El Paso Pro-Musica and the University of Texas at El Paso have joined forces to create the Center for Arts Entrepreneurship, which launches this fall on campus. The aim of the program is to expose music students to world-class performers and arm them with the practical skills necessary to pursue a career in classical music.
“We’re really excited about it,” said the university’s music department head, Dr. Steve Wilson. “We’re bringing in some amazing guest artists to work with our students, play in ensemble with them and really interact with them on a level that’s unprecedented.”
The official launch of the center was celebrated recently with a concert featuring Pro-Musica artistic director and world-class cellist Zuill Bailey and other renowned performers.
Bailey, who also teaches at UTEP, will head up the CAE. Lauded as an innovator and visionary in the realm of classical music, Bailey also became a Grammy award winner earlier this year. His out-of-the-box thinking has landed him in various venues that are not limited to concert halls. It’s not uncommon for him to play his cello in places like coffee shops, libraries and hospitals, increasing the accessibility of live classical music.
“The successful people out there are engaging new audiences, different kinds of venues, coming up with innovative programming and incorporating different technologies into the program,” Wilson said. “No one does that better than Zuill Bailey.”
For Bailey, the mark of great leaders and innovators in the field of classical music does not solely hinge on their ability to play their instruments. Instead, these people possess a great number of diverse skills and abilities that have propelled them to the top of their game.
He pointed out some of the performers he brought in for the kick-off concert – including renowned musicians Martin Sher and Awadagin Pratt – as prime examples of these accomplished leaders and as a glimpse into the caliber of players he’s bringing into the center this fall.
“Every musician that’s brought in is at the top of their field as a musician, but they’re also incredibly multi-faceted in other things they do, and equally successful,” Bailey said.
Students will engage with the performers in a series of week-long, intensive classes at the center.
Along with Wilson, Pro-Musica executive director Felipa Solis has established relationships with accomplished musicians to bring them to the center to talk to students about resume development, creating a digital portfolio, cultivating career opportunities and how to engage different audiences. The center will focus largely on instilling real-world skills in students and developing tools to interact with and engage the community.

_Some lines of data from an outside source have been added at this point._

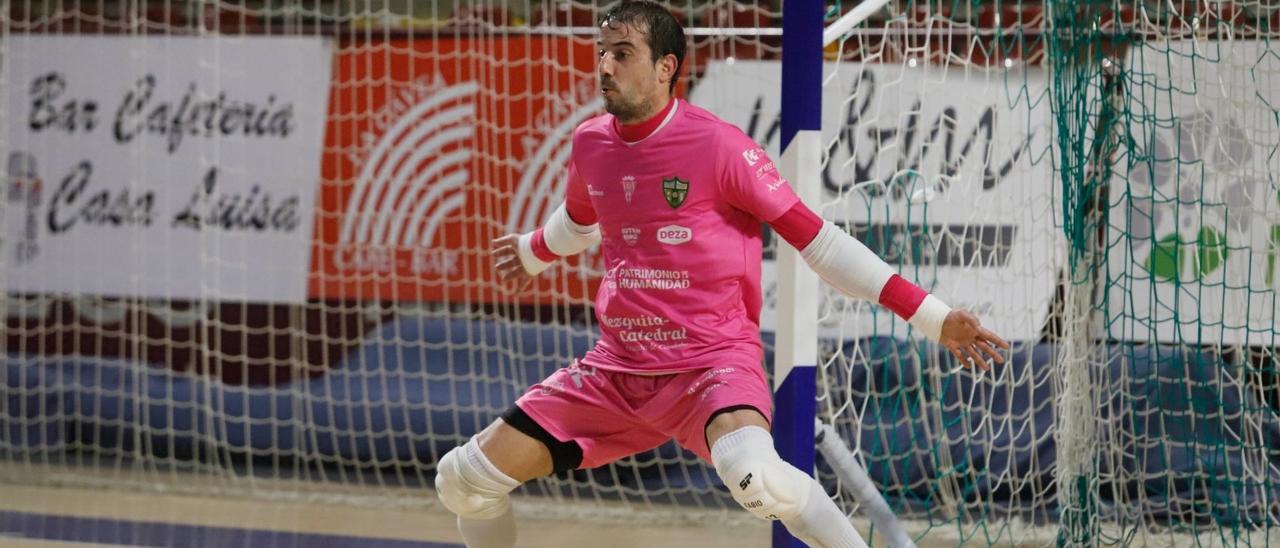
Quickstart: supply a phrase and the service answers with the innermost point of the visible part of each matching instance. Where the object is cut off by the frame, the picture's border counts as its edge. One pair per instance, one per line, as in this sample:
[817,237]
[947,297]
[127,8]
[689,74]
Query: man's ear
[667,67]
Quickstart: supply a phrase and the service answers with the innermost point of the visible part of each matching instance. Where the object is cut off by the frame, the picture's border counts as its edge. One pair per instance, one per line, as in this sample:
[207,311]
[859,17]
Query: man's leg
[771,488]
[474,482]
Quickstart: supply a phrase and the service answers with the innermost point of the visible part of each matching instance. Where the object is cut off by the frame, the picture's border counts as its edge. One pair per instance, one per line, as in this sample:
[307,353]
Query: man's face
[629,77]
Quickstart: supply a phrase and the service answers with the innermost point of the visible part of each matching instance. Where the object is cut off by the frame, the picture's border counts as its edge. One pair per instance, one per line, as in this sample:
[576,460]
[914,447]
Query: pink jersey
[680,214]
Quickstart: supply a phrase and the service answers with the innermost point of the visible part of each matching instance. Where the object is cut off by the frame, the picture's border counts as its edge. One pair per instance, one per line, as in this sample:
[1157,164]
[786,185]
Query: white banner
[1194,232]
[977,142]
[163,167]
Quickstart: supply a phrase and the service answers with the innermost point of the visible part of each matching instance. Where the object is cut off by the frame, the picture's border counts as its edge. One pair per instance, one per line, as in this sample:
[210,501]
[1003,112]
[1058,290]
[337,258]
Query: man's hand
[968,341]
[506,263]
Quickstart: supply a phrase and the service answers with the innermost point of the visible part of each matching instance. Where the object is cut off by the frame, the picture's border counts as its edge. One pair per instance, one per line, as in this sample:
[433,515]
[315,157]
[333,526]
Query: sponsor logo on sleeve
[673,234]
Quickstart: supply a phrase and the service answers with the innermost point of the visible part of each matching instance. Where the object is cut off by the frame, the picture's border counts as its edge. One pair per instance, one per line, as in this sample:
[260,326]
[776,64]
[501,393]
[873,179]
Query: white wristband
[929,316]
[528,259]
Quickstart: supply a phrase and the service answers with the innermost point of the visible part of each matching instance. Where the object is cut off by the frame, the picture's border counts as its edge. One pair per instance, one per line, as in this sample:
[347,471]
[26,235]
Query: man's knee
[757,478]
[470,485]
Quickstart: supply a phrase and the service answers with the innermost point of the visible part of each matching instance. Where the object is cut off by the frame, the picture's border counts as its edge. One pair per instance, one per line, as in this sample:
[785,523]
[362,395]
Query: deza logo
[1188,196]
[675,234]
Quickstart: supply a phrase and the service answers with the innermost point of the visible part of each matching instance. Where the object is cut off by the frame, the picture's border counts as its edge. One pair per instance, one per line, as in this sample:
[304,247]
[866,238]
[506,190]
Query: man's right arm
[570,229]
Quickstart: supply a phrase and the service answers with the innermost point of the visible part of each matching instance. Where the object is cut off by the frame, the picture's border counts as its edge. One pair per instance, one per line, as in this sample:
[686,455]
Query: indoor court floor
[95,517]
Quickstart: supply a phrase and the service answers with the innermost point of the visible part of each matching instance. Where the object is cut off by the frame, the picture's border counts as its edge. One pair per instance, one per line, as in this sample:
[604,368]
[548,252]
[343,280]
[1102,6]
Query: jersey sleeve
[749,179]
[577,201]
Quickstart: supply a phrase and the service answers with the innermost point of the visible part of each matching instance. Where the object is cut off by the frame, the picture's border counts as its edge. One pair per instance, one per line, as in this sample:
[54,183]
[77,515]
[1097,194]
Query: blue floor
[44,526]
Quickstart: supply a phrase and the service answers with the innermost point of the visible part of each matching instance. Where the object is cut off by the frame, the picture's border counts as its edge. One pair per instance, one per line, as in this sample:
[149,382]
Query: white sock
[822,524]
[498,531]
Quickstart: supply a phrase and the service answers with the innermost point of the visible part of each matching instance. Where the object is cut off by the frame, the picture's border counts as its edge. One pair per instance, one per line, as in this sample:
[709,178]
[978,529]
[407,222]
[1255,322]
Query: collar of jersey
[634,135]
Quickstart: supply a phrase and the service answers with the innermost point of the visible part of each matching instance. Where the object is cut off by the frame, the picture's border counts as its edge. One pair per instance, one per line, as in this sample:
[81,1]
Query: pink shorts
[613,415]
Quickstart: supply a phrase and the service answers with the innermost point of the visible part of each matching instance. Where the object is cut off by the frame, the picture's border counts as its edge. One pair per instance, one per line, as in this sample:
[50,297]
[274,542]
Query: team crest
[675,191]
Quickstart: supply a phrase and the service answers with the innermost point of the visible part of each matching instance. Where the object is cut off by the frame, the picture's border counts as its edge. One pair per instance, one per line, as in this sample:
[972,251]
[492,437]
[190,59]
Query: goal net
[245,250]
[1097,182]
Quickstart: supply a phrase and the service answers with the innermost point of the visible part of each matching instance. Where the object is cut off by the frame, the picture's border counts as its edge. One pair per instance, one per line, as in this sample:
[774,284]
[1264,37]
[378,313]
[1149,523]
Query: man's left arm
[752,183]
[848,265]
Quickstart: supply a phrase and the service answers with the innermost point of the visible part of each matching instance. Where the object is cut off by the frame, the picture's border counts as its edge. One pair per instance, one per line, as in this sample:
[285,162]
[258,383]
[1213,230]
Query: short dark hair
[663,33]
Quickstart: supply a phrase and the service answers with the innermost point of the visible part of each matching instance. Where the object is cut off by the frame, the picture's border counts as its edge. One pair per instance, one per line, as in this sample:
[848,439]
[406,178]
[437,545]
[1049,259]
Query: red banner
[433,149]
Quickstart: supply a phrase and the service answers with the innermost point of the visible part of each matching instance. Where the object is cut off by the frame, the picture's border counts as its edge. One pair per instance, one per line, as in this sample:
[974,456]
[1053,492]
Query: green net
[1106,197]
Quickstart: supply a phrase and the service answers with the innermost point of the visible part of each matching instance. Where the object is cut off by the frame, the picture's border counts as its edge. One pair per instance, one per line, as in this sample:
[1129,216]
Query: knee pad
[470,485]
[758,478]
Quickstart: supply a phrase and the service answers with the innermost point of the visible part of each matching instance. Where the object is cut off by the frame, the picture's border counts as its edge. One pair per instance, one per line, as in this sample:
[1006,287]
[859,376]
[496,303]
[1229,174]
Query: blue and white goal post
[799,288]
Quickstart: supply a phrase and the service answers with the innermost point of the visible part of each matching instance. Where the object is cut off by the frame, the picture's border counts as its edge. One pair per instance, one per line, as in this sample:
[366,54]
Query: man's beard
[624,109]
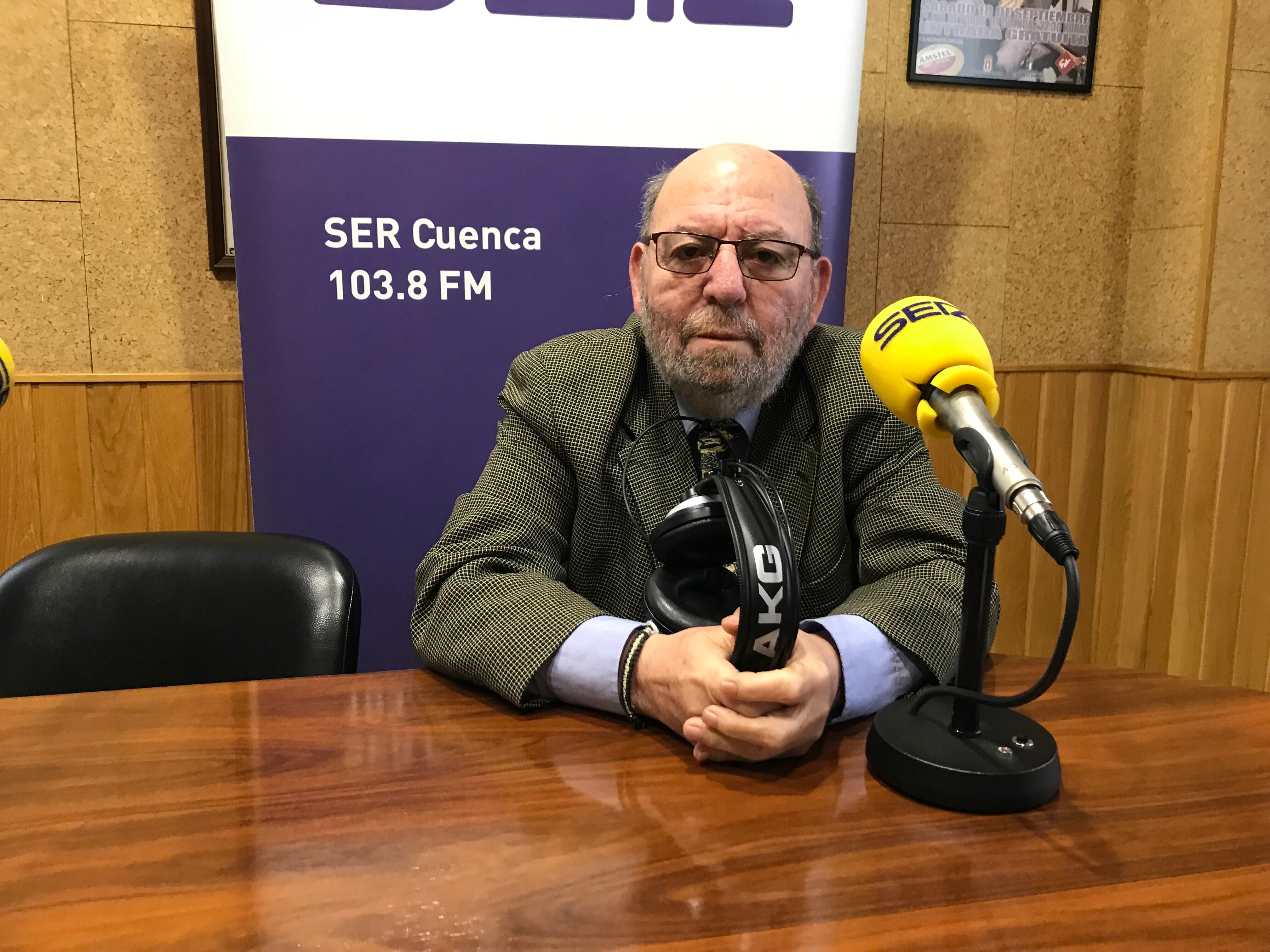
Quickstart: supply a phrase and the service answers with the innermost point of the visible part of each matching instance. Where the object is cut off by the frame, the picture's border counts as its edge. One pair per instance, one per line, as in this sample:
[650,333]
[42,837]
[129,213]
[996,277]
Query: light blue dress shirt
[585,669]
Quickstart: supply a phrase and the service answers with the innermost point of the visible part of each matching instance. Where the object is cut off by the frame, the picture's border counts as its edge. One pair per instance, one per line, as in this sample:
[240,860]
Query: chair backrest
[155,609]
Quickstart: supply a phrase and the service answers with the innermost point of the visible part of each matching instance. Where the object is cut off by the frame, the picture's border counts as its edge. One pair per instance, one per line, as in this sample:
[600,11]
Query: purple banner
[385,289]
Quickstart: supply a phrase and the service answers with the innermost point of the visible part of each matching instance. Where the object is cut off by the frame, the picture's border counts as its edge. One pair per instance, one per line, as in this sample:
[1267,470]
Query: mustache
[716,319]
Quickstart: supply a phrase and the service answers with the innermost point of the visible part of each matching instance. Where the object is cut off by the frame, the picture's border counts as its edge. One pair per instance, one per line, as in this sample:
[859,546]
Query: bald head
[724,338]
[732,168]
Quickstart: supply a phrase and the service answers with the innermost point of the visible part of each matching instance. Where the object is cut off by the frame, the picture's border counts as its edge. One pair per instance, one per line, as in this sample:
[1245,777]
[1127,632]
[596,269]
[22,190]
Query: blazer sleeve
[491,598]
[911,546]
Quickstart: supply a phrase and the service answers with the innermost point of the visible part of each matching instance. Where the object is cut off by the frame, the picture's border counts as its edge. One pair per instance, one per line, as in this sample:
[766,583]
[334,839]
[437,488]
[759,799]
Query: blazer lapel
[787,449]
[661,466]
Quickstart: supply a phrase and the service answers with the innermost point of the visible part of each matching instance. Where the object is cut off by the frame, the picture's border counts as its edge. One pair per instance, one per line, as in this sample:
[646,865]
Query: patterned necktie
[716,441]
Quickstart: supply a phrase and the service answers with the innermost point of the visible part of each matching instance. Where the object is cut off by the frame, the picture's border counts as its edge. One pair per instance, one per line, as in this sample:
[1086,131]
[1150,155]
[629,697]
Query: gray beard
[722,382]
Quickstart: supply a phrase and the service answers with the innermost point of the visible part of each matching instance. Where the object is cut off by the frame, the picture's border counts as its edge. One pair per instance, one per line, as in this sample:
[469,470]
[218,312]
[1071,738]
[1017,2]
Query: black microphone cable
[1047,680]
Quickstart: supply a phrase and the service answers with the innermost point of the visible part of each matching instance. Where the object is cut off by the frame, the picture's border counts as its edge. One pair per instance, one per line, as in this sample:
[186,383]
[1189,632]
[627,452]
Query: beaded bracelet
[626,672]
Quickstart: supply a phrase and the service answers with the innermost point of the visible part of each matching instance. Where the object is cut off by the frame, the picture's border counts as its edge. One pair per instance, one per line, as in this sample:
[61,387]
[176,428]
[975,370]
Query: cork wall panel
[1251,36]
[1179,138]
[865,201]
[1070,228]
[948,154]
[1253,635]
[154,305]
[1121,44]
[876,36]
[154,13]
[1161,296]
[1239,322]
[44,316]
[37,120]
[966,266]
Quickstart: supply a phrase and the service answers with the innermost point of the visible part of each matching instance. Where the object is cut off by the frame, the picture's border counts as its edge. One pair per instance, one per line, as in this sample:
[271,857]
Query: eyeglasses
[761,259]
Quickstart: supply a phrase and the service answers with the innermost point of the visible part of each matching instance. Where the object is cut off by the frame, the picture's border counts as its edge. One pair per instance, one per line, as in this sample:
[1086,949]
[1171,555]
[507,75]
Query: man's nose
[724,281]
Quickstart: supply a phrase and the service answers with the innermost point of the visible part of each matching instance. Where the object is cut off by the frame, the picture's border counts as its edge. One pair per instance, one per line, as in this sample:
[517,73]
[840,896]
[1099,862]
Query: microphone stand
[958,753]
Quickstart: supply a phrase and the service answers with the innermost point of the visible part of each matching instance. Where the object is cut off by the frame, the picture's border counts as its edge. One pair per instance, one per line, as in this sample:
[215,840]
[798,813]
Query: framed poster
[216,179]
[1009,44]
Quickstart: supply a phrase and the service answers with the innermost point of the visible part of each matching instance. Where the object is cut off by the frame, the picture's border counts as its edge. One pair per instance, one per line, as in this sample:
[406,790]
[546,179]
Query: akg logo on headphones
[768,567]
[726,13]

“The whole idea is El Paso Pro Musica and UTEP are combining forces to create a scenario of bigger, greater thought – no boundaries,” Bailey said. “[We’re] creating a multi-faceted existence for the students at the university through music and through all the inspired arts.”
Wilson said while all students are invited to participate at the center, this year, the programming is specifically geared to music majors. During subsequent years, the scope will expand to include students studying all artistic mediums.
The team is already working on future plans to develop an elective curriculum for music majors. Although the details haven’t been ironed out, classes on topics like principles of economics and marketing are on the table.
“We want to train for life in the 21st century as an artist,” Wilson said.